Taiwan posted robust July trade data on Monday as exports remained strong to its top two markets, China and the United States, but there are signs a slowdown may be coming.
Taiwan shipped US $14.66 billion of goods last month, rising 26.1 percent from a year earlier, with exports to China, Southeast Asia and South Korea all up more than 30 percent, the finance ministry said.
The figure was in line with the median 25.9 percent rise forecast by a Reuters poll and June's 24.5 percent rise.
"It's good. In general, global market conditions are still favourable," said Jun Ma, an economist with Deutsche Bank in Hong Kong. "Taiwan will see a slowdown by the end of the year, but it will not be a drastic one," said Ma.
Taiwan's trade surplus in July shrank 30 percent from a year earlier to just $892 million, as imports jumped 32.9 percent to $13.66 billion, the ministry said, attributing the result to sharply higher raw materials prices, especially oil.

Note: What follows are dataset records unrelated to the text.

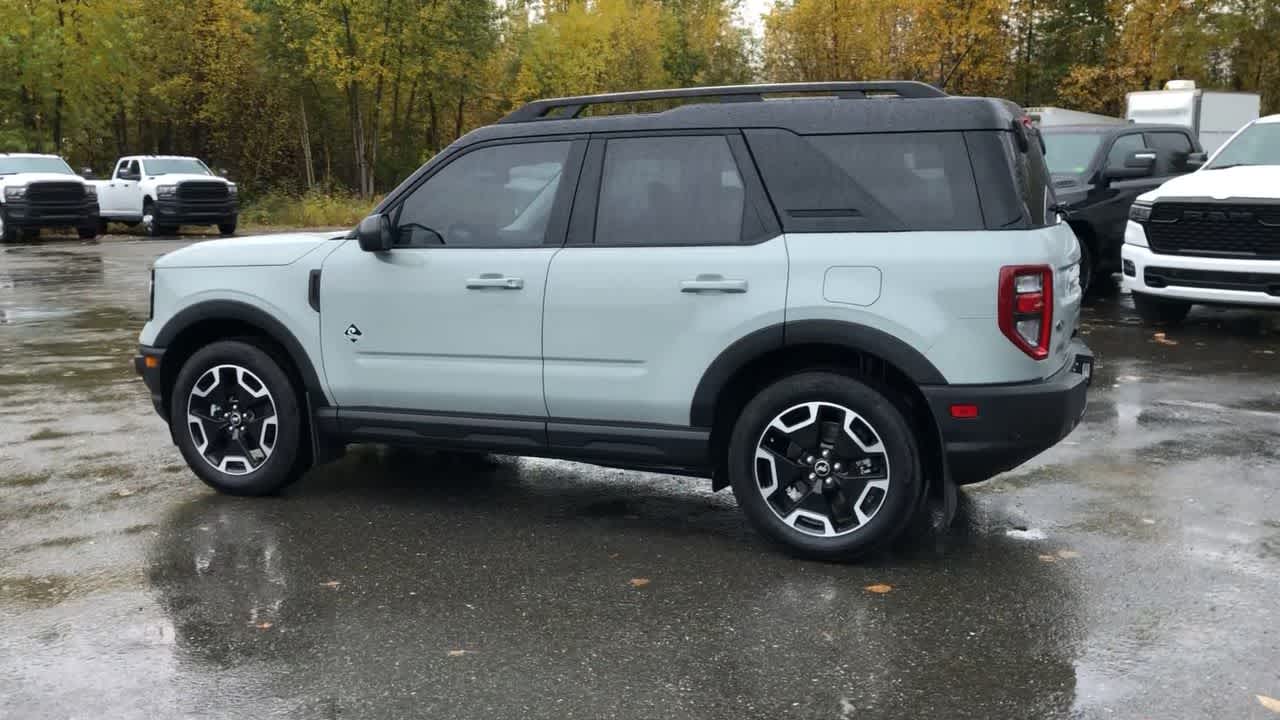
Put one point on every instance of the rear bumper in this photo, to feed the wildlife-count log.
(21, 213)
(1014, 422)
(150, 372)
(186, 212)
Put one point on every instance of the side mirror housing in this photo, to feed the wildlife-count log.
(1138, 164)
(374, 233)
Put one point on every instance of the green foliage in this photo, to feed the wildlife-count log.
(297, 95)
(312, 209)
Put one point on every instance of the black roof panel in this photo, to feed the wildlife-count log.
(804, 115)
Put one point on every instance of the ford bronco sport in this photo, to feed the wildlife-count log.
(840, 299)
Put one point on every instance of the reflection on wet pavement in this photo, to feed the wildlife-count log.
(1130, 572)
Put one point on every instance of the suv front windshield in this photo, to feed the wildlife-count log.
(14, 165)
(174, 165)
(1069, 153)
(1257, 145)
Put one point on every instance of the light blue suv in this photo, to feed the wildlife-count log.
(840, 299)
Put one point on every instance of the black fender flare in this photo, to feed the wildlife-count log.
(850, 336)
(250, 315)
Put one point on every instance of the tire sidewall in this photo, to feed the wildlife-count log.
(280, 465)
(904, 491)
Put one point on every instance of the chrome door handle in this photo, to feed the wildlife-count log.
(494, 281)
(713, 283)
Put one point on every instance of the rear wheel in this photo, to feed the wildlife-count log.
(237, 419)
(1160, 311)
(826, 465)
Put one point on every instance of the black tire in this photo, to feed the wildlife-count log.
(1160, 311)
(8, 232)
(282, 464)
(900, 500)
(152, 227)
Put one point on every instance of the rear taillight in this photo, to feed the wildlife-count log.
(1025, 308)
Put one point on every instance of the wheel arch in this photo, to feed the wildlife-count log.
(211, 320)
(860, 351)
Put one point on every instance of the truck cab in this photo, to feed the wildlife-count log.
(163, 192)
(1098, 171)
(42, 191)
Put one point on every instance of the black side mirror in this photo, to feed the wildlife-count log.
(375, 233)
(1138, 164)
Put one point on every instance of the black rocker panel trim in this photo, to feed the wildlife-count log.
(849, 336)
(251, 315)
(639, 446)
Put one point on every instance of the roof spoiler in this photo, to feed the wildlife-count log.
(568, 108)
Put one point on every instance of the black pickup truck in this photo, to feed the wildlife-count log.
(1098, 171)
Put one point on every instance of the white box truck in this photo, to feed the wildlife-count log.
(1212, 115)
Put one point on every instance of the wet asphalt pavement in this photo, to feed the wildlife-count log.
(1132, 572)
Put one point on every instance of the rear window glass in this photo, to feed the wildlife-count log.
(868, 182)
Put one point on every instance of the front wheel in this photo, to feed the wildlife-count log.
(1160, 311)
(8, 232)
(237, 419)
(826, 465)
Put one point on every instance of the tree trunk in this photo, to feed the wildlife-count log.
(306, 144)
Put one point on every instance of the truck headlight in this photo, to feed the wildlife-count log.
(1139, 212)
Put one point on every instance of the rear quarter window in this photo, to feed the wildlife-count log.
(878, 182)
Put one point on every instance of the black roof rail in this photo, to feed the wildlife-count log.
(568, 108)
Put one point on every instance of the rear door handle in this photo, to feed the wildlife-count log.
(496, 281)
(713, 283)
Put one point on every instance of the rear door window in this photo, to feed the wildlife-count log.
(677, 190)
(868, 182)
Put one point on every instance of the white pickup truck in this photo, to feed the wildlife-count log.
(41, 191)
(161, 192)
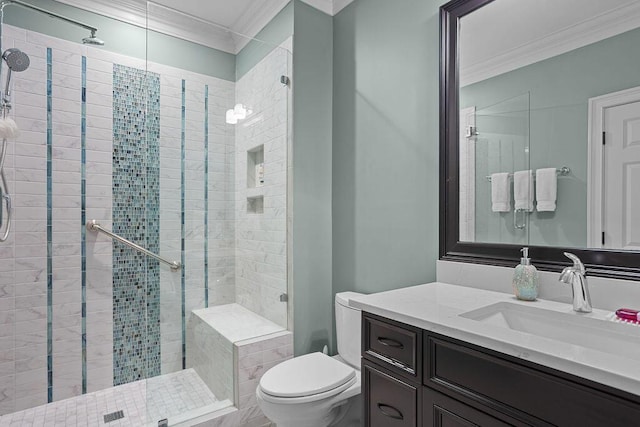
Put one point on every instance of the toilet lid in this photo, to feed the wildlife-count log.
(305, 376)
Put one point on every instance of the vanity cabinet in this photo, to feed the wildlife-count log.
(446, 382)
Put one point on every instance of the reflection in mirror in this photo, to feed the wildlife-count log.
(537, 91)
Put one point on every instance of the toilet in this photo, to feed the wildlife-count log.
(316, 390)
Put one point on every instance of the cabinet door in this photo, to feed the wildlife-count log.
(389, 401)
(442, 411)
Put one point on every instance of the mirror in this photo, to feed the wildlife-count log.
(530, 89)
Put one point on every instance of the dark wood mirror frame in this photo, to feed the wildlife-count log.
(604, 263)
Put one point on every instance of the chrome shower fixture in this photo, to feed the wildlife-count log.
(16, 61)
(92, 39)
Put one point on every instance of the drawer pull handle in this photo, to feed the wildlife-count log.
(390, 411)
(390, 342)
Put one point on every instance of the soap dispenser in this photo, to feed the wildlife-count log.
(525, 278)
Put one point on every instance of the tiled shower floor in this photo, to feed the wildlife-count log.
(174, 396)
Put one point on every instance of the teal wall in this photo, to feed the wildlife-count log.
(560, 88)
(385, 144)
(273, 34)
(312, 181)
(124, 38)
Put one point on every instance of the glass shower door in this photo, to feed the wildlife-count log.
(502, 145)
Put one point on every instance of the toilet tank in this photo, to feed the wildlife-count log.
(348, 328)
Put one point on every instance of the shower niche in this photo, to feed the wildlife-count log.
(255, 167)
(255, 180)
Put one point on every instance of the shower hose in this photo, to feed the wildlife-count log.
(4, 189)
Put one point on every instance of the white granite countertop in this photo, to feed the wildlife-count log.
(437, 307)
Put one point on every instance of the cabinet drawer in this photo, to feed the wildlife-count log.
(442, 411)
(522, 391)
(389, 402)
(394, 343)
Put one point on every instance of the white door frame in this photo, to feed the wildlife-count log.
(595, 159)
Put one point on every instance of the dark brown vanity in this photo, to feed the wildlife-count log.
(414, 377)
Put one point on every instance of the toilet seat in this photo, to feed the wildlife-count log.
(307, 378)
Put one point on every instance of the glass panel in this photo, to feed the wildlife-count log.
(178, 147)
(501, 145)
(222, 207)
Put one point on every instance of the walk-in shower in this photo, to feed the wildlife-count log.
(16, 61)
(145, 276)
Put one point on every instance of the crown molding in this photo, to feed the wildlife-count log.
(338, 5)
(161, 19)
(253, 20)
(592, 30)
(325, 6)
(188, 27)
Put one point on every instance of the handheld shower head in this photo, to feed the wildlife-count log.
(16, 59)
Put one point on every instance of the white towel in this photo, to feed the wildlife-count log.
(523, 190)
(500, 194)
(546, 189)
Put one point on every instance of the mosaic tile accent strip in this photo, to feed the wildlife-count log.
(83, 220)
(206, 195)
(183, 141)
(136, 216)
(49, 225)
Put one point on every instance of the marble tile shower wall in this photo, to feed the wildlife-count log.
(261, 260)
(218, 207)
(34, 362)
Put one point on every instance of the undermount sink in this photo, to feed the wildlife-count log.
(573, 328)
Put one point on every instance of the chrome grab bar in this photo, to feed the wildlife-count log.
(95, 227)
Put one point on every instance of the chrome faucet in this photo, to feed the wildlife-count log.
(575, 276)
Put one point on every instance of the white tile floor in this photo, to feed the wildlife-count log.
(173, 396)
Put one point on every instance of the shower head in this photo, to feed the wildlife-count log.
(16, 59)
(93, 40)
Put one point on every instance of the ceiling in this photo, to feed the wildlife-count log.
(226, 25)
(508, 34)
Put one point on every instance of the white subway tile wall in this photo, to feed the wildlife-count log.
(246, 263)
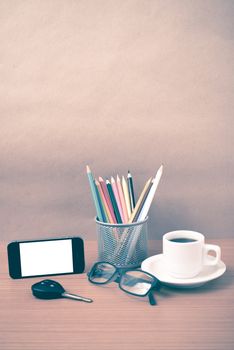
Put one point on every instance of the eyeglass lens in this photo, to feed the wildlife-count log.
(102, 272)
(136, 282)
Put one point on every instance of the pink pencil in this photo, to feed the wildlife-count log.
(116, 193)
(122, 200)
(105, 192)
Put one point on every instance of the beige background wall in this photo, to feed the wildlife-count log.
(118, 85)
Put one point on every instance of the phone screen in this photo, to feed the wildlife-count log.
(46, 257)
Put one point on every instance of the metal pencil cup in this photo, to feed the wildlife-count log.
(124, 245)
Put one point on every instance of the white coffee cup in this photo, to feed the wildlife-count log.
(185, 253)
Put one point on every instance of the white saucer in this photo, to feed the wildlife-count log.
(156, 267)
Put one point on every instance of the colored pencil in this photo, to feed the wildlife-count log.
(139, 209)
(113, 201)
(117, 198)
(126, 196)
(107, 197)
(122, 199)
(104, 204)
(94, 194)
(151, 194)
(131, 191)
(139, 202)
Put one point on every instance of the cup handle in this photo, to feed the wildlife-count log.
(208, 248)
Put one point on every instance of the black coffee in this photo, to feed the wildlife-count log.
(182, 240)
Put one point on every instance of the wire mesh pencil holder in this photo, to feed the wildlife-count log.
(124, 245)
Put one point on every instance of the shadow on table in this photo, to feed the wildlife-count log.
(220, 283)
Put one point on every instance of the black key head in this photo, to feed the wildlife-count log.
(47, 289)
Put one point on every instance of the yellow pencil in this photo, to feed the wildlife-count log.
(139, 202)
(105, 206)
(126, 196)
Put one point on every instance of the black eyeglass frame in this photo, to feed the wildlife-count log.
(117, 276)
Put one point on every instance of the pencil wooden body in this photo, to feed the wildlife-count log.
(108, 201)
(122, 199)
(113, 201)
(126, 196)
(139, 202)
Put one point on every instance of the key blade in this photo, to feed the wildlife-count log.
(76, 297)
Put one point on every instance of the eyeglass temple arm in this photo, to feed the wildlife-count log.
(152, 299)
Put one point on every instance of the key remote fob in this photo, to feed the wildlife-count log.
(49, 289)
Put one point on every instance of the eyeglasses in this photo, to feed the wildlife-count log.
(135, 282)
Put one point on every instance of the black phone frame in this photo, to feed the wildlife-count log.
(14, 263)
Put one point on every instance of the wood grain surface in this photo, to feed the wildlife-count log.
(201, 318)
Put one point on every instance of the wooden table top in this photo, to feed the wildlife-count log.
(201, 318)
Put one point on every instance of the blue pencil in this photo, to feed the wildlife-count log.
(114, 203)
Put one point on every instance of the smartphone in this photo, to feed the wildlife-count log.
(46, 257)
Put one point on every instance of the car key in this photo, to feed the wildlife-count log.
(49, 289)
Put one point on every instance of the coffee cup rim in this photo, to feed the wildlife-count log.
(199, 237)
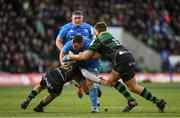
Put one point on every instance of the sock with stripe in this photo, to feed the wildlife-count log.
(32, 94)
(122, 89)
(148, 96)
(93, 97)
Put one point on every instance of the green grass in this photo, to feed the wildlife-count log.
(69, 105)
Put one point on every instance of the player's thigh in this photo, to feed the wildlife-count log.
(113, 77)
(90, 84)
(84, 86)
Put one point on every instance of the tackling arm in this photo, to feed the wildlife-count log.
(59, 43)
(81, 56)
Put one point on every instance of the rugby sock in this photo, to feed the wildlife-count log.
(42, 104)
(122, 89)
(148, 96)
(93, 97)
(32, 94)
(99, 92)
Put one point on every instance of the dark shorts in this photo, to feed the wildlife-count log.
(52, 81)
(125, 66)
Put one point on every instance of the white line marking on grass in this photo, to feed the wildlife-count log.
(174, 108)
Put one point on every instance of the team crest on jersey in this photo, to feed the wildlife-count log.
(71, 30)
(86, 30)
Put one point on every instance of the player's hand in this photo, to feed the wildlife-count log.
(106, 83)
(66, 64)
(70, 55)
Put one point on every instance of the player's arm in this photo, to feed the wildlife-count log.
(63, 54)
(96, 55)
(59, 43)
(81, 56)
(61, 37)
(93, 77)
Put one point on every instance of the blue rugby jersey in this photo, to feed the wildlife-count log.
(92, 65)
(68, 31)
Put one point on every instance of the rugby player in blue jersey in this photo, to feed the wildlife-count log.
(76, 46)
(68, 31)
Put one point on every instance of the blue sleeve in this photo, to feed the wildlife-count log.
(66, 48)
(62, 33)
(91, 31)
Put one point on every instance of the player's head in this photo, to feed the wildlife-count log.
(77, 18)
(77, 42)
(100, 27)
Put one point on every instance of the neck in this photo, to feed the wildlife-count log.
(102, 33)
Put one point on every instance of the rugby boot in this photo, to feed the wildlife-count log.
(161, 105)
(130, 105)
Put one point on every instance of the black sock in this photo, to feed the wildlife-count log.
(122, 89)
(148, 96)
(32, 94)
(42, 104)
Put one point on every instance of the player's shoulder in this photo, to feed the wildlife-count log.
(86, 25)
(67, 26)
(68, 44)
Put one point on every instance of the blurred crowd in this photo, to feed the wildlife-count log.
(28, 28)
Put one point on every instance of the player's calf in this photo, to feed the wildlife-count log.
(25, 103)
(161, 105)
(131, 105)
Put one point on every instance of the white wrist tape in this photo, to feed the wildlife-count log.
(89, 75)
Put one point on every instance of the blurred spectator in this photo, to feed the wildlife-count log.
(28, 27)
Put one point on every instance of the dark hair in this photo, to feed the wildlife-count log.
(100, 26)
(77, 39)
(77, 12)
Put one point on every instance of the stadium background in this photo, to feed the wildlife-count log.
(28, 29)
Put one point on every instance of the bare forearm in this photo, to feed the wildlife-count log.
(59, 44)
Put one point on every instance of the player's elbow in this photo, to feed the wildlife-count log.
(58, 44)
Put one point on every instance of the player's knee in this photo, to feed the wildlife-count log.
(90, 84)
(54, 95)
(133, 88)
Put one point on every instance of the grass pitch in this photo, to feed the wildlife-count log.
(69, 105)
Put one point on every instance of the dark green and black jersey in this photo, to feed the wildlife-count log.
(106, 45)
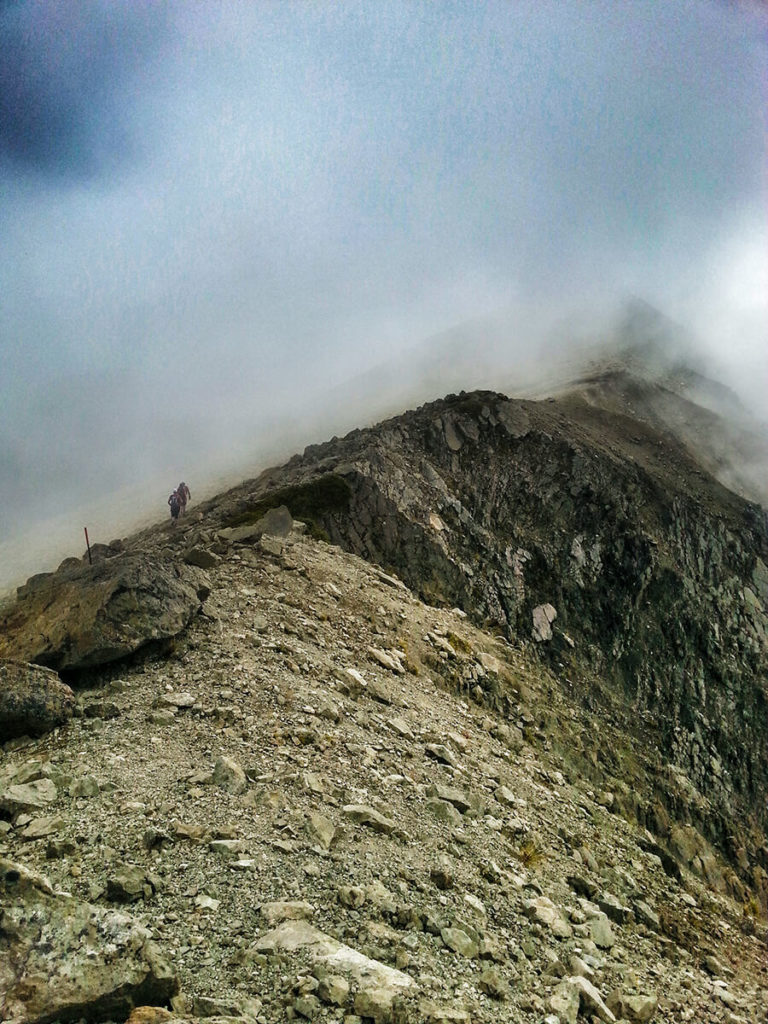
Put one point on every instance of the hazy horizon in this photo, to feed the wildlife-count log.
(216, 216)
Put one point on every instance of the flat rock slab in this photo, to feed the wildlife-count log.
(339, 958)
(93, 614)
(33, 700)
(61, 960)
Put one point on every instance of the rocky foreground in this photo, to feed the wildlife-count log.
(330, 801)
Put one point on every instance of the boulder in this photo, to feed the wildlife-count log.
(65, 960)
(99, 613)
(276, 522)
(377, 984)
(33, 700)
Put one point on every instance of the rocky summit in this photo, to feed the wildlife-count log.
(461, 718)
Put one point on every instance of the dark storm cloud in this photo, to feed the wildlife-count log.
(65, 79)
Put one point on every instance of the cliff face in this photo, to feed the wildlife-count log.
(595, 539)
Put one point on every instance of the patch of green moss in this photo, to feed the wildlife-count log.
(308, 502)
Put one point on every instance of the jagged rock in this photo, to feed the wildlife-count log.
(565, 1001)
(42, 827)
(543, 616)
(442, 811)
(33, 700)
(100, 613)
(275, 522)
(493, 984)
(442, 873)
(384, 983)
(452, 796)
(368, 816)
(321, 829)
(203, 558)
(281, 910)
(334, 989)
(227, 774)
(28, 796)
(458, 940)
(637, 1009)
(544, 910)
(387, 660)
(65, 960)
(613, 908)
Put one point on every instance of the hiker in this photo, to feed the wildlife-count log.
(175, 504)
(184, 495)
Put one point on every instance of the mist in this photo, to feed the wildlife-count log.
(220, 220)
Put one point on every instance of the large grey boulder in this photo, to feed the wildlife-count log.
(61, 960)
(94, 614)
(33, 700)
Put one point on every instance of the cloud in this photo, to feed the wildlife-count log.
(65, 79)
(215, 214)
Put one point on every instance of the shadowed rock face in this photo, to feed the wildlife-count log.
(92, 614)
(654, 571)
(33, 700)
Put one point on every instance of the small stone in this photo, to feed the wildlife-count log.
(202, 558)
(493, 984)
(368, 816)
(458, 940)
(228, 848)
(228, 775)
(42, 827)
(440, 753)
(307, 1006)
(637, 1009)
(645, 914)
(321, 829)
(127, 885)
(443, 811)
(387, 660)
(401, 727)
(460, 801)
(334, 989)
(281, 910)
(85, 786)
(29, 796)
(442, 873)
(204, 902)
(351, 896)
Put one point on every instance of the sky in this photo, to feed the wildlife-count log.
(215, 216)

The Reuters poll had predicted import growth at 42 percent.
While the jury was still out on how much Taiwan exporters would suffer from slower demand in its largest markets, the United States has posted worse-than-expected July jobs figures, an indication that US consumers' hunger for imports could slow.
Taiwan shipments to the United States last month rose only 7.5 percent from a year earlier to $2.41 billion, half the 15.3 percent year-on-year growth seen in June.